I decided to get Ali a Christmas tree for her present this year. Since I didn't feel like buying a stand I cranked out a design in SolidWorks. This also let me trial an idea I had for easily manufacturing my CAD designs - more on that later.
After a couple concepts I arrived at a design:
The central ring is broken down into into 120 degree segments, this allowed me to use the smaller pieces of scrap wood in the workshop and mitigate weak spots around the ring due to grain direction. The central hole was specified to accommodate an old stainless steel camping bowl that was given to me by a friend - Fiona -for helping her sell her worldly goods prior to leaving Nova Scotia to teach English in south east Asia.
Now for the innovation: having lost many an hour drawing cut-lines into a block of wood like some sacred tablet, only to have something be just a little off and have to do the whole thing over again; I wanted to find a way to quickly perform design iterations on wood pieces, so I decided to make stickers! I found a spray adhesive that was capable of forming temporary bonds and printed 1:1 scale CAD draft files that I cut out and stuck to my work-piece, in this case some scrap cedar.
I had cut out the paper profiles exactly along the lines - a detailed effort that was not required, the rough outline would have sufficed and been more in keeping with my 'expedient' concept, next time. Regardless, it worked great! The stickers remained in place during the cutting but peeled off easily afterwards.
The stepped design of the legs allowed me to have flat surfaces to drill the screw holes and mechanical interlocking of the legs and ring.
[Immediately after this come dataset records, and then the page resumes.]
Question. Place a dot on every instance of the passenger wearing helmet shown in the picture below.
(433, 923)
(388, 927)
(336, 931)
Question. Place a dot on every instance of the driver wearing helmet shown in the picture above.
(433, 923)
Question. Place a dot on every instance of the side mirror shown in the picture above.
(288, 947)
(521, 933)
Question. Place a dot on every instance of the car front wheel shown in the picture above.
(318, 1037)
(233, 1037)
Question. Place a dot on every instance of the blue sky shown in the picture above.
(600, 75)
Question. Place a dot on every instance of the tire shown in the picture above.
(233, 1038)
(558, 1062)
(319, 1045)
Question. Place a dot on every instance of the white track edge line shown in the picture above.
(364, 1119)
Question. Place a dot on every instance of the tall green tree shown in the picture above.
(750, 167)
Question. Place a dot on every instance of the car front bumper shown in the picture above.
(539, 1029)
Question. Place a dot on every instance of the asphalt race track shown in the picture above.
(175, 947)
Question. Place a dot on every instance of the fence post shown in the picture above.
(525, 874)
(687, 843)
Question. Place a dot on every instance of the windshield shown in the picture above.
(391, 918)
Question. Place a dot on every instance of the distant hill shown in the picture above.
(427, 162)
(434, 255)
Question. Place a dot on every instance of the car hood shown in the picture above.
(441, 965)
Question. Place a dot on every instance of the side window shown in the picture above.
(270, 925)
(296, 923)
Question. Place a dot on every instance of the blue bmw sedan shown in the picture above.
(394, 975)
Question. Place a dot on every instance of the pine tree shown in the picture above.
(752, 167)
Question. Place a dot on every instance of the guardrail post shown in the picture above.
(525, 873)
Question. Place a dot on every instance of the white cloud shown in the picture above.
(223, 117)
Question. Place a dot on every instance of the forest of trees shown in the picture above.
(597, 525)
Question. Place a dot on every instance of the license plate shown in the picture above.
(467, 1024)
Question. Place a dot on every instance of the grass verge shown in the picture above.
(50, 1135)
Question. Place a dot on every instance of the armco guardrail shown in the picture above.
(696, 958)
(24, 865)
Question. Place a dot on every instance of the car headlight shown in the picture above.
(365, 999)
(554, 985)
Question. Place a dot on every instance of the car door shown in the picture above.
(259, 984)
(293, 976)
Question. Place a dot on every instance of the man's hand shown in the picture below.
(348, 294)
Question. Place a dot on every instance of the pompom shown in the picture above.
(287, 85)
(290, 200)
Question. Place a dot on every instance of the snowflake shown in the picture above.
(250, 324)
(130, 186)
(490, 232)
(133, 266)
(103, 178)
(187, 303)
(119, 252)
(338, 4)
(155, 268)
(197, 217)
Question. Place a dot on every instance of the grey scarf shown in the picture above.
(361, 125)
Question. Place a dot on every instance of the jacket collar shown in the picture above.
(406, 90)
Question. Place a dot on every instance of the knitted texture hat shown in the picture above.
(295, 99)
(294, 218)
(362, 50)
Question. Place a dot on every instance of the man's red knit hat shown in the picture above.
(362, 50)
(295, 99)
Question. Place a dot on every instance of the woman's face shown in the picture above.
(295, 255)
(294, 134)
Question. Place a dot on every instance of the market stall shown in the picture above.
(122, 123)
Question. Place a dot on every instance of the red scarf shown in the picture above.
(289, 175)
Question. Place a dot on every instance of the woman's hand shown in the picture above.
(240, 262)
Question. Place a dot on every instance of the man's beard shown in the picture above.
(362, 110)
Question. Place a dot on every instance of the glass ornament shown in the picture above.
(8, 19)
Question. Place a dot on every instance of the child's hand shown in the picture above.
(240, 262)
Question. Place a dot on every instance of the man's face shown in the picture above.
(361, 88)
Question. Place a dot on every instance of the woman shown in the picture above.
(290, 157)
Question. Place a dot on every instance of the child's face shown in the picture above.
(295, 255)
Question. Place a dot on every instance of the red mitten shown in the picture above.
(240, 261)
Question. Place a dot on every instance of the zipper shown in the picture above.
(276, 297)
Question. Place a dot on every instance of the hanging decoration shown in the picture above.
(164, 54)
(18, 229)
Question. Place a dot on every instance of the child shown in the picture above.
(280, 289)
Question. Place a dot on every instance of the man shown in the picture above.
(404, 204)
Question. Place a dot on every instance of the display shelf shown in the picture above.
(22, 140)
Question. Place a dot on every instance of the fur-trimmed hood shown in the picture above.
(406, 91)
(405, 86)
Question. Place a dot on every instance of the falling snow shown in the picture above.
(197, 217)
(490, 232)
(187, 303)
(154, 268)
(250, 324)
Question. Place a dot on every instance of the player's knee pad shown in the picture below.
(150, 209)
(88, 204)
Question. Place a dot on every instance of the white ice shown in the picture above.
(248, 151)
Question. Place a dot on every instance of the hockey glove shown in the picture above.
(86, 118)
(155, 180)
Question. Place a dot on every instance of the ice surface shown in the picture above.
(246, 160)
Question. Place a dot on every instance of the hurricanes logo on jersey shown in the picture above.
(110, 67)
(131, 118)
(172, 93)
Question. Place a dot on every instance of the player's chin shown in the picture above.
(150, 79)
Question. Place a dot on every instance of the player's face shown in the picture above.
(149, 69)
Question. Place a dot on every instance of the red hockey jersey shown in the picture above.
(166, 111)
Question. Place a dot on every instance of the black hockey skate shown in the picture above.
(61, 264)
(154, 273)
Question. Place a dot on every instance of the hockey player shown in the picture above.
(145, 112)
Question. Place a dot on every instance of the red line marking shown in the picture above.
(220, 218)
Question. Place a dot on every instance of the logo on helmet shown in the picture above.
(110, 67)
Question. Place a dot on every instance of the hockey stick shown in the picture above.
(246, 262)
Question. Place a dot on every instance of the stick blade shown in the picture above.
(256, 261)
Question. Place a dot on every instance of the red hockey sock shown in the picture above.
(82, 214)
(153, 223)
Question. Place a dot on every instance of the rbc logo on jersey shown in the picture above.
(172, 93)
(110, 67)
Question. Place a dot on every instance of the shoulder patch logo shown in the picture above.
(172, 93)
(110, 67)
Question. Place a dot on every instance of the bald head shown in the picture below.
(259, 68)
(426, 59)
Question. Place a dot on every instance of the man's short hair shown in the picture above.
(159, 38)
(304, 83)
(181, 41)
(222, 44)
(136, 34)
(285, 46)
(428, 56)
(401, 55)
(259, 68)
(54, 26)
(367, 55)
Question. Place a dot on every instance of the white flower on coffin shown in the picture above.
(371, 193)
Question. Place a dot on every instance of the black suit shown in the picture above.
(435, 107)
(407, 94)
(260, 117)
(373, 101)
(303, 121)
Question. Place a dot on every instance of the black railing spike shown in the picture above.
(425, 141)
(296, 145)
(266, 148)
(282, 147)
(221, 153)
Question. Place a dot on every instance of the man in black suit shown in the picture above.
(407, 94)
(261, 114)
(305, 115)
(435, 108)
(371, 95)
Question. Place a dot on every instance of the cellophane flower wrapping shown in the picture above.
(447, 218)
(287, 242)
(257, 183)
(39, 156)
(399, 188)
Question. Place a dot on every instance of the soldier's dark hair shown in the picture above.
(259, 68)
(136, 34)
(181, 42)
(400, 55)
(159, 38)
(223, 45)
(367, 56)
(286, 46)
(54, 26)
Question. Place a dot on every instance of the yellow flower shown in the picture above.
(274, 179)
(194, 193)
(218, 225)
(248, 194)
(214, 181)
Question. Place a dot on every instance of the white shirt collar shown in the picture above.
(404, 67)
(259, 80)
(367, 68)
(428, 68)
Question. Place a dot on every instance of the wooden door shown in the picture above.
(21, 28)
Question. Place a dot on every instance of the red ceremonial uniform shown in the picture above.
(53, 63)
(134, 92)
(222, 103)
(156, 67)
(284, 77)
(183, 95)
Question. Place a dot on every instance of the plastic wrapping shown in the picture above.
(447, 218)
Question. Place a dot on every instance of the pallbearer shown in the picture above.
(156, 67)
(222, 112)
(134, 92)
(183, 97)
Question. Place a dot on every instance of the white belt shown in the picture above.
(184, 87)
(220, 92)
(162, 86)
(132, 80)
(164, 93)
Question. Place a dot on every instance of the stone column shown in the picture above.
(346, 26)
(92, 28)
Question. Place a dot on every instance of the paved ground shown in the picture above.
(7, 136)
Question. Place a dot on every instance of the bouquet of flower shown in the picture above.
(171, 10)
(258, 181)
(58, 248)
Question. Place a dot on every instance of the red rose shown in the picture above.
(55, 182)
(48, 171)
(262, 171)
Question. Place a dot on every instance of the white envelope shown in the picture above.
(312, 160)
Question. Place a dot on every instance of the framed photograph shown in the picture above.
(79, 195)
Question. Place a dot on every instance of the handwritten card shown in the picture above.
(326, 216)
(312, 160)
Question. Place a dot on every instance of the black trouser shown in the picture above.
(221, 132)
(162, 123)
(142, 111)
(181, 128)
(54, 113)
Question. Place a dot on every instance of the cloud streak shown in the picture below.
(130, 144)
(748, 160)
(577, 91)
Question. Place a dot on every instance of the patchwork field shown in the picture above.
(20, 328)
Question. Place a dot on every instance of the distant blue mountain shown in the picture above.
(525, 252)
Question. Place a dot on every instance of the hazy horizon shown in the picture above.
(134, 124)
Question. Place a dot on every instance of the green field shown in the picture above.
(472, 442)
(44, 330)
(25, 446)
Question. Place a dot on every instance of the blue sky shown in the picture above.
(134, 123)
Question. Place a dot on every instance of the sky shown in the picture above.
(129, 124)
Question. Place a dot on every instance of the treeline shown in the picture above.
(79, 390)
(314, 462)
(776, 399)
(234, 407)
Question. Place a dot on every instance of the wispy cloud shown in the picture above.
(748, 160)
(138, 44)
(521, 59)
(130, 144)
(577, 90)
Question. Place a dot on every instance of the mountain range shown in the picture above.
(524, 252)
I used dowel joints (turns out dowel centers are handy things) for the ring segments and got lucky with the jaw width of my clamps:
Oh, and notice my drop-cloth, it is an old shower curtain - best drop-cloths I have tried yet, and cheap if you reuse the old grubby one you replaced in the bathroom.
Then it was time to install the tree, which was hand picked by moi at 1:00 am via headlamp in my parents back yard - sorry dad if you were fond of that tree. The adjustable positioning screws - which were salvaged off old closet doors my apartment was trowing out - did their job, as did the levered design of the legs - the down-force of the tree causes them to pinch inwards at the top; but alas it would not stay up, the metal bowl lacked the usual central spike to fix the stump. After considering putting a hole for a screw through the bowl (and attempting to, to the demise of a drill bit), I came up with a non-destructive and likely less-leaky solution: a cut and bent tomato can lid.
No, I don't eat rusty tomatoes, these pictures were taken after the tree was taken down. The fix made the tree rock solid in the stand and the bowl avoided a new existence as a very sad colander.